2. Lie back on your bed and glare balefully at the peach fuzz that seems to have sprouted over the last couple of weeks on your lower legs.
3. Apply epilator gently to inside of legs. Hmmm: not bad. This isn’t hurting a bit!
4. Startle, as cat lands on your tummy, in search of cat treats.
5. Drop epilator. (Note to reader: at this point, your position is mostly horizontal, with legs sort of directly above the rest of your body. This is lazy upside down epilation!)
6. Squeak, as epilator dives straight down between your legs and begins a valiant assault on your pubes all by itself.
7. Grab frantically at epilator in attempt to pull it away from said sensitive area before it can engage fully.
8. Feel sad sicky feeling in pit of stomach as epilator locks on to pubic hair, clogs, and stops whirring.

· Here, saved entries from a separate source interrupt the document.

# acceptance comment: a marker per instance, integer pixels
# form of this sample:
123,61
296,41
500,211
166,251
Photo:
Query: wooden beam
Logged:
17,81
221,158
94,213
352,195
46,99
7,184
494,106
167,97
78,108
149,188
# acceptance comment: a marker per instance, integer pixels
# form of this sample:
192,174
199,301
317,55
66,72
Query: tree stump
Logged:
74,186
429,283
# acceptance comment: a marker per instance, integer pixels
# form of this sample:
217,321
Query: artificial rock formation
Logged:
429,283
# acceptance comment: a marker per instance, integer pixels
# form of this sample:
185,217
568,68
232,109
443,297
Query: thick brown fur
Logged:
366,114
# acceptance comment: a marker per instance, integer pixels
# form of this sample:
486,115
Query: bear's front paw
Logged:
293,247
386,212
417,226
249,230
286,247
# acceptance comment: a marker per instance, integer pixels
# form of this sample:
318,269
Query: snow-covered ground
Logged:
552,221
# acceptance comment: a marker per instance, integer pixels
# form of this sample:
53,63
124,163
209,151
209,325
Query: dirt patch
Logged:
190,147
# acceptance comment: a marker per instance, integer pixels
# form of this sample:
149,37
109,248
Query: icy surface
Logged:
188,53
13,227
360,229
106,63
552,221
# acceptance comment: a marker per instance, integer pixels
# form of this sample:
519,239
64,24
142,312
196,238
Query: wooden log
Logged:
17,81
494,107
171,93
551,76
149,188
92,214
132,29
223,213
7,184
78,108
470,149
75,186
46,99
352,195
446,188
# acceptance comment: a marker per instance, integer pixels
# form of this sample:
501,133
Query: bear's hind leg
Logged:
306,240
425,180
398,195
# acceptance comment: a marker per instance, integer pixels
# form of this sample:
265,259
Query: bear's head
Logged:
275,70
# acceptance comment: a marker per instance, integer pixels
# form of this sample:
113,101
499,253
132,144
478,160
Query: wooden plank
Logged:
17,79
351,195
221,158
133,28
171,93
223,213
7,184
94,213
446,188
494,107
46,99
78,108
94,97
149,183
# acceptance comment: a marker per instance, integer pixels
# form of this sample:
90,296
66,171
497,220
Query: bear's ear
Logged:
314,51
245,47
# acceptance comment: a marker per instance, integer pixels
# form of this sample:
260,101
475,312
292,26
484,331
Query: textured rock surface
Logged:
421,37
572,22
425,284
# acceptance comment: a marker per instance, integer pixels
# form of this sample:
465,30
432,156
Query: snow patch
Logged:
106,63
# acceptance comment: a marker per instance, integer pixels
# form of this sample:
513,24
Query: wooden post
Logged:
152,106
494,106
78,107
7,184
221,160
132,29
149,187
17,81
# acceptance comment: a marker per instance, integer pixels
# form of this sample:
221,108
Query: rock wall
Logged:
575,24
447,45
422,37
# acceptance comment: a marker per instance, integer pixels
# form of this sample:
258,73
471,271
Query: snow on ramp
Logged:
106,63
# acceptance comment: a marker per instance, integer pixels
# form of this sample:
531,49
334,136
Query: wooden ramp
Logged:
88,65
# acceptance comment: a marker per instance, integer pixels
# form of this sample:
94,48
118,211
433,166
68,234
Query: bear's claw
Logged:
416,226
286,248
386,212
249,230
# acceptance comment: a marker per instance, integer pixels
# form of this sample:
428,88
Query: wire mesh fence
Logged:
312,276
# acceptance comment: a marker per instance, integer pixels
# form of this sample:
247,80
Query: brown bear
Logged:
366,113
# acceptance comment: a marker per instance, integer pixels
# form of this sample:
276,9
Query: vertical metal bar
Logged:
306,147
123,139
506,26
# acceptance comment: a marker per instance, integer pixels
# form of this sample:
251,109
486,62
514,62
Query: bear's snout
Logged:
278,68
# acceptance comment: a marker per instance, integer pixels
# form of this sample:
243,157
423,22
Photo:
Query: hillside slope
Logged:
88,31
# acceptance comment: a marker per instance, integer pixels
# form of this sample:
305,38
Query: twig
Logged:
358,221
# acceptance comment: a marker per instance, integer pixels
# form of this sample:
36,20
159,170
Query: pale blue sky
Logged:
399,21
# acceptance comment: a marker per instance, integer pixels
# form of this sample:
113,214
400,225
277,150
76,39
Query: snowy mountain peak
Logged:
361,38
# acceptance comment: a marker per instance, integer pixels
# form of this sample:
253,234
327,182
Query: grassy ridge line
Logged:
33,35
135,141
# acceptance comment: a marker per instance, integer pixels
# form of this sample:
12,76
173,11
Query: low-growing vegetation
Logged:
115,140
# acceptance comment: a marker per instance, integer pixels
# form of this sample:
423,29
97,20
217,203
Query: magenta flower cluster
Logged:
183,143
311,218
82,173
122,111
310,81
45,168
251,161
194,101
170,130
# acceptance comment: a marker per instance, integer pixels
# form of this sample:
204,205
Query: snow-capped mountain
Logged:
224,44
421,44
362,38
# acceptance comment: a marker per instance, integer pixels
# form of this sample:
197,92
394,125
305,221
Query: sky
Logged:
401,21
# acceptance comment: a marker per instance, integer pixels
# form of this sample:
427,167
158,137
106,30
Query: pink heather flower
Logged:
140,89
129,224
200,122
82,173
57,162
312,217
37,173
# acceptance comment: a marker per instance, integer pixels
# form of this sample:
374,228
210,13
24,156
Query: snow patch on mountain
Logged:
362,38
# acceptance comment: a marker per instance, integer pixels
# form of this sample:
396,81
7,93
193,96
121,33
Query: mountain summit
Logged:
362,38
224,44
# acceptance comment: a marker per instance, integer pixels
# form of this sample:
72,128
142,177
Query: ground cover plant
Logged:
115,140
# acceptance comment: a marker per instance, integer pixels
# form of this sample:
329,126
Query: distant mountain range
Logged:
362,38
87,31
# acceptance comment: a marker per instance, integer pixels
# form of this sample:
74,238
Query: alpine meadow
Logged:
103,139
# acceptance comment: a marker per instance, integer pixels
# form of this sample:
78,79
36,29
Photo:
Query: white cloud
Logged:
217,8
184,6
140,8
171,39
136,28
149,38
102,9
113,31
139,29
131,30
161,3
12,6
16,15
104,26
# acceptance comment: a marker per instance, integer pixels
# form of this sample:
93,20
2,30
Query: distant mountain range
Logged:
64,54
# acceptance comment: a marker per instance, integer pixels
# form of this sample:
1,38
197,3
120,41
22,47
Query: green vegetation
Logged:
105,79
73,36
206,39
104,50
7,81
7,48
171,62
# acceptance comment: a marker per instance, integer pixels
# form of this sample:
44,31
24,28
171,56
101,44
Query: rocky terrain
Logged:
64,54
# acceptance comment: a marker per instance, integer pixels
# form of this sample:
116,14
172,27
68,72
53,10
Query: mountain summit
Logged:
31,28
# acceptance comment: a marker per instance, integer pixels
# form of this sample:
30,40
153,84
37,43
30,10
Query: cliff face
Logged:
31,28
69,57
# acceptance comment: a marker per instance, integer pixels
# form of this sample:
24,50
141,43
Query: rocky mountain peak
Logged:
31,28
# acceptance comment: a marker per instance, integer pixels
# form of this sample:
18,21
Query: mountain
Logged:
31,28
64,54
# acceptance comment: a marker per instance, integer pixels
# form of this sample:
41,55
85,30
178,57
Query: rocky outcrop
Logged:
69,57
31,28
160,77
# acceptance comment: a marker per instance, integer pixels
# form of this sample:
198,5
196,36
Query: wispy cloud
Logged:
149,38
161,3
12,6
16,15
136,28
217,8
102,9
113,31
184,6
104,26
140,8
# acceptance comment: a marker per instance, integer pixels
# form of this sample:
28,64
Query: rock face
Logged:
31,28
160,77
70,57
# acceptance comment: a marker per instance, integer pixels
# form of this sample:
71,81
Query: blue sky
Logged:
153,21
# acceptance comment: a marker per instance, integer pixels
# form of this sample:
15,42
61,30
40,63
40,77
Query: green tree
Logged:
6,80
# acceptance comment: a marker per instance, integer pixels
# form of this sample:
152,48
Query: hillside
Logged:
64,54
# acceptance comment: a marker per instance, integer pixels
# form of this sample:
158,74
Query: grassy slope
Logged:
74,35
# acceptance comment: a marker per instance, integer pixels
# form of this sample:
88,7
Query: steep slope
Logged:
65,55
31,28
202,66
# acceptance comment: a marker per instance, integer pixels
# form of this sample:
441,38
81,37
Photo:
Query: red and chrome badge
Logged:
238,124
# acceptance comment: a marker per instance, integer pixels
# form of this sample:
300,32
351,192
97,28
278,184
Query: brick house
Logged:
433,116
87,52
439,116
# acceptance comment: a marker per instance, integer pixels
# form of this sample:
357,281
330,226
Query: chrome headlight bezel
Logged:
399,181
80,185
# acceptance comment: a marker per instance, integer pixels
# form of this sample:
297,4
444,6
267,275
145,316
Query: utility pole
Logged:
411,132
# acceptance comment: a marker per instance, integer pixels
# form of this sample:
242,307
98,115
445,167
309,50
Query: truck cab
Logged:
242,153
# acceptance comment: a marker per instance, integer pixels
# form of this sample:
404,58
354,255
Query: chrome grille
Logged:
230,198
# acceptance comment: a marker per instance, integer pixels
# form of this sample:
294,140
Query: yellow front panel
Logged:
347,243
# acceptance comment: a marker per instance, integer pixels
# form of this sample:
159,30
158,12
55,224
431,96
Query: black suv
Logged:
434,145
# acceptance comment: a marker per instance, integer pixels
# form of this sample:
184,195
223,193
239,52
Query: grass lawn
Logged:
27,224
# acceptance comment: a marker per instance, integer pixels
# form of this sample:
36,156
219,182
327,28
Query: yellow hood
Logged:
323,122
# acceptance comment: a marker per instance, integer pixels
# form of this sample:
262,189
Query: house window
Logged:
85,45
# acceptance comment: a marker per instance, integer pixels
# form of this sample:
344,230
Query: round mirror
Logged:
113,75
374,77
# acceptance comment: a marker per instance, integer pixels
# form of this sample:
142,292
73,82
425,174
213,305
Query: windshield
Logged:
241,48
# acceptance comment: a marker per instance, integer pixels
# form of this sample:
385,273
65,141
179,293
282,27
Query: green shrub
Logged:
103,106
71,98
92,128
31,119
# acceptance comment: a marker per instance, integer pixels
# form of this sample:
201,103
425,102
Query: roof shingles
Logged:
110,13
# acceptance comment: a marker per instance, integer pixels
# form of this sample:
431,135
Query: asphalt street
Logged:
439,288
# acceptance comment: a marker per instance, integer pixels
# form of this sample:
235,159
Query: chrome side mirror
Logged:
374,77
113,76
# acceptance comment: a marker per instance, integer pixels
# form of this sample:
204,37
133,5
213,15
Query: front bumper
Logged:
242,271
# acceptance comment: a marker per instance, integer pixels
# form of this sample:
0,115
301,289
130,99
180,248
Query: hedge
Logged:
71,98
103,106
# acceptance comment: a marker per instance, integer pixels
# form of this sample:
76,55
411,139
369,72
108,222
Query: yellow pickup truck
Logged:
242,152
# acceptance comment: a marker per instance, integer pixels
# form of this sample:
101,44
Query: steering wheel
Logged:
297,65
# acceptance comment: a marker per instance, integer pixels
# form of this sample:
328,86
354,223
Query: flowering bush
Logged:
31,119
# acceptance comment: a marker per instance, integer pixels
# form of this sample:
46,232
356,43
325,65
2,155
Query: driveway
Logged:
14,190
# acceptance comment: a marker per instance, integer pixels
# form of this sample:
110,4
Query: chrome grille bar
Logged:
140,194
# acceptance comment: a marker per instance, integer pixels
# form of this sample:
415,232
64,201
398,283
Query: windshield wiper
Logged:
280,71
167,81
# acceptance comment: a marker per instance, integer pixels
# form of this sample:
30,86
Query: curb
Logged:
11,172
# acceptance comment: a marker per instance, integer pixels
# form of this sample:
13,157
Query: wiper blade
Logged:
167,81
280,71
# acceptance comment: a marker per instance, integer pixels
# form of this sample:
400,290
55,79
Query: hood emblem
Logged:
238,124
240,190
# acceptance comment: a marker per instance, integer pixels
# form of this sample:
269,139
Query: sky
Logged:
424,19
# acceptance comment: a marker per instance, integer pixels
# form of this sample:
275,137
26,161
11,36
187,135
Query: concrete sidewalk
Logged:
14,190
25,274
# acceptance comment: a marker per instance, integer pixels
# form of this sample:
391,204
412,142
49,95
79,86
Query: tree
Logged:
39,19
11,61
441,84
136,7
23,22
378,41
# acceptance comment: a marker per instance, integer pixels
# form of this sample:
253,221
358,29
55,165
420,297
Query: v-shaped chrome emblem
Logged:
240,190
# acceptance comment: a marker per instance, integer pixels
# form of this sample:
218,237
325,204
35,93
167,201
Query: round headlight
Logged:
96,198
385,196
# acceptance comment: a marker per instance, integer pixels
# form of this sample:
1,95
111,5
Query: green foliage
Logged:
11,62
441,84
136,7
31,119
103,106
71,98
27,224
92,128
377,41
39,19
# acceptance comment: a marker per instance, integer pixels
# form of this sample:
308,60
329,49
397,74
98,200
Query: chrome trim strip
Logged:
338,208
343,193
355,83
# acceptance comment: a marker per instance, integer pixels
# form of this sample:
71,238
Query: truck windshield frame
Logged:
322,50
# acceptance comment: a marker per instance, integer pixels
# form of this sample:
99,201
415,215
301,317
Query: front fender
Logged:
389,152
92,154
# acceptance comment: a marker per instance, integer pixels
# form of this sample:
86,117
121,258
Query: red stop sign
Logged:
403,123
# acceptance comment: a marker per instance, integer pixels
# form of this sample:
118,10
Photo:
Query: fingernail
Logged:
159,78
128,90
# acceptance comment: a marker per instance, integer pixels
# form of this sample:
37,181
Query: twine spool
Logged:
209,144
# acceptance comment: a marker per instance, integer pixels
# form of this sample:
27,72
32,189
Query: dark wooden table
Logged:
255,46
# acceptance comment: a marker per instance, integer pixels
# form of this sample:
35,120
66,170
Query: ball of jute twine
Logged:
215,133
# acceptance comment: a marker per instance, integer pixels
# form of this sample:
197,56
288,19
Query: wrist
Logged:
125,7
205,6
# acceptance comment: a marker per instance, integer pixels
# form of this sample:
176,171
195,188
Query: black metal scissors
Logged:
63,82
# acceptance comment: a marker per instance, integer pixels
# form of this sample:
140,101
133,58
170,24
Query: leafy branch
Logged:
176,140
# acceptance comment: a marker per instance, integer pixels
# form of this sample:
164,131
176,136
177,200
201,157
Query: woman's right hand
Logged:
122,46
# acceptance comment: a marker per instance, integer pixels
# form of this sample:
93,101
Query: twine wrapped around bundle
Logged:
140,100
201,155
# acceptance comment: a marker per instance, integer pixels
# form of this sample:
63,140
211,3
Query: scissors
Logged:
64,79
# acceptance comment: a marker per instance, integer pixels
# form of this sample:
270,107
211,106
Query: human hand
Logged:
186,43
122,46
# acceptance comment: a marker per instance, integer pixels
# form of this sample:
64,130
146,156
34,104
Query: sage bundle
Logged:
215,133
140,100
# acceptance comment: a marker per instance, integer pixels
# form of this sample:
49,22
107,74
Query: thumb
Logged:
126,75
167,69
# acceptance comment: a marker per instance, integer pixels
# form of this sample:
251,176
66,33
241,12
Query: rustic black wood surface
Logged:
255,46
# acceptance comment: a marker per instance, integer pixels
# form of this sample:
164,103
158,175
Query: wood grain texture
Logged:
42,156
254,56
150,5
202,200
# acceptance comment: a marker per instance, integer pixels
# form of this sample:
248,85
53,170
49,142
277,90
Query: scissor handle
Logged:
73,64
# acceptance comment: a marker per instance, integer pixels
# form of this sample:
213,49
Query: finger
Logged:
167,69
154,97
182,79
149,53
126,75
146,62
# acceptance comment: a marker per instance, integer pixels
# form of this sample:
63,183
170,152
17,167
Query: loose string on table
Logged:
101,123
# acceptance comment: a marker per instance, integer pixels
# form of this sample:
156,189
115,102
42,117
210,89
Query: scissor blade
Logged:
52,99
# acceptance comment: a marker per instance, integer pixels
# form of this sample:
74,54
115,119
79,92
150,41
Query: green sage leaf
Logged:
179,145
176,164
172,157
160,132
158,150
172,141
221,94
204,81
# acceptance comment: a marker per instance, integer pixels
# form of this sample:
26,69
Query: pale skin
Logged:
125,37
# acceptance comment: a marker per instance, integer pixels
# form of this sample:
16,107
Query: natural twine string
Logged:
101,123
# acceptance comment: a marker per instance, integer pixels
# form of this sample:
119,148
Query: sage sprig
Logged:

9. Squeak even more loudly as your frantic grabbing connects with epilator just after it has locked – and before your brain has had time to register that NOT PULLING would be a very good idea in this situation.
11. Roll over gently: switch off epilator at mains; slowly, gingerly turn cogs backward in vain attempt to disentangle aforementioned torture device from pubes without ripping out any additional foliage.
12. Vow never to epilate upside down again.